“The homeless industry”?
Big Homeless
homeless fight clubs.
Go on…
So apparently around Los Angeles there’s a supposed begging “cartel”, wherein some of the folks who beg at stoplights and freeway off ramps are actually working for an organized ring. The way it was explained was that this group takes the lionshare of their donations and offer protection, food, and safe sleeping areas. I don’t know how true this is, but I’ve heard it from quite a few unrelated people, one of which being a cop, so either there’s some truth to it or it’s a very elaborate hoax to get people to stop giving beggars money.
Not even homeless people can escape landlords
That sounds like an urban legend. The Sherlock Holmes story “The Man With the Twisted Lip” includes a wealthy man who had made his money by begging. The “beggar king” trope goes back further than that, and as far as I can tell it’s just a comfortable fiction to excuse society’s failure to care for its most vulnerable members.
In India, this kind of thing is common, especially when the beggars are children.
I know in my city I’ve seen a “homeless” guy beg for money, with a cardboard sign. Then goes and gets into his sports car and drives off.
And that got me thinking. Most people who give, don’t give a dollar. They give a few dollars. So lets just say they get about $40 in an hour.
That’s $40 untaxed. And there’s nothing stopping them from just doing this all day. Remember, I’m not talking about actual homeless people. I’m talking about scam beggers.
Imagine doing $40 an hour average, for 10 hours, every day, for doing nothing. Set your own schedule. Never gotta worry about being late. Can’t get fired. Practically zero costs to start this business. You need a piece of cardboard, a marker, and MAYBE a folding chair.
So yeah. I’d say it’s an industry. An unregulated, scam, borderline illegal industry.
I know in my city I’ve seen a “homeless” guy beg for money, with a cardboard sign. Then goes and gets into his sports car and drives off.
Yeah? You’ve seen it? You saw him begging and saw him get in a luxury car and drive away? He parked right beside where he was begging?
I call bullshit.
Yeah. I saw him begging for 3 weeks. Then one day he walked across the street to the parking lot, and got in a red sports car.
Well, it’s impossible for anyone who owns a red sports car to become homeless, so he must have been lying.

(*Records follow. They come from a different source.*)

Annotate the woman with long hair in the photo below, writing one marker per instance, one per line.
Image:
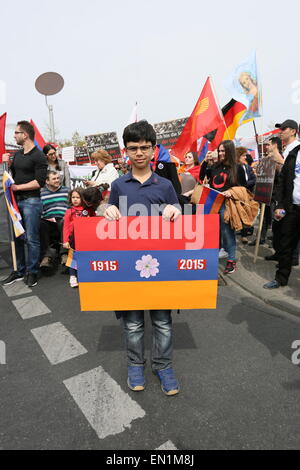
(56, 164)
(105, 172)
(222, 176)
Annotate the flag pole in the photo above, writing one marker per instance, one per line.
(256, 137)
(10, 231)
(221, 114)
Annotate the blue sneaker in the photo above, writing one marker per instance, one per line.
(168, 381)
(136, 379)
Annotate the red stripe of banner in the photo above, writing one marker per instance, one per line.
(187, 232)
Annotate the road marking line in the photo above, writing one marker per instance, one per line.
(58, 344)
(18, 288)
(30, 307)
(167, 446)
(108, 409)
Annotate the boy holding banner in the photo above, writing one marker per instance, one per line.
(142, 186)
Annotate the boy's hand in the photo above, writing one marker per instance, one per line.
(112, 213)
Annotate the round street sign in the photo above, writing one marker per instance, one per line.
(49, 83)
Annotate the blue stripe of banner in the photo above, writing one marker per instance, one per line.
(127, 272)
(210, 201)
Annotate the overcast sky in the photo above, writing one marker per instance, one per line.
(158, 52)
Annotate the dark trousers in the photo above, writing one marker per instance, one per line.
(290, 235)
(51, 238)
(269, 211)
(277, 234)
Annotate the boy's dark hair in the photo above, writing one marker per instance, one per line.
(51, 172)
(249, 159)
(278, 142)
(76, 190)
(28, 128)
(138, 131)
(91, 197)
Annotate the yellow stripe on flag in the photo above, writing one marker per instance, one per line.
(185, 295)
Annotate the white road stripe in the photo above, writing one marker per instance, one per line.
(108, 409)
(18, 288)
(30, 307)
(167, 446)
(58, 343)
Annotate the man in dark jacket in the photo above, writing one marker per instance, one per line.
(288, 200)
(29, 169)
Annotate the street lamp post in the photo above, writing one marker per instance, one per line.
(50, 83)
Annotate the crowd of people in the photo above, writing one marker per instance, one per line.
(49, 208)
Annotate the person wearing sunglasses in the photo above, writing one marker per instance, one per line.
(57, 164)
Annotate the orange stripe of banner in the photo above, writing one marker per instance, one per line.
(231, 130)
(148, 296)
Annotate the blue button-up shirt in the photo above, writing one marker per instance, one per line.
(134, 198)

Well, these sports cars usually sell for $100,000+. If he was homeless, he could sell the car, buy a house, and still have anywhere from 5k to 40k leftover depending on the house.
Studies suggest this is an extreme minority, and stories like yours - while yours might be true (and be fair to me here, we’re just two usernames, we don’t know each other’s motives and biases), it’s often used to push reasons to defund homeless shelters and criminalize being poor.
Even if you have seen a homeless person (or imposter) do something wrong, it might be worth considering that being homeless is very difficult and often caused by pre-existing medical conditions or institutionalized discrimination.
This is quite a take.
The weather, constant UV exposure, car fumes and tire particles, people shouting abuse and throwing shit sounds like awesome self-employment. Remember, if you look at all comfortable you don’t fit the narrative.
That isn’t even worth $40 an hour and I seriously doubt that figure, people don’t even like making eye contact with folks standing on roadsides and they don’t carry cash.
Do you have anything supporting this?
Giving cash to “homeless” could be a death sentence when they use the $$ to buy their next fix and OD on a stash that’s laced with fentanyl.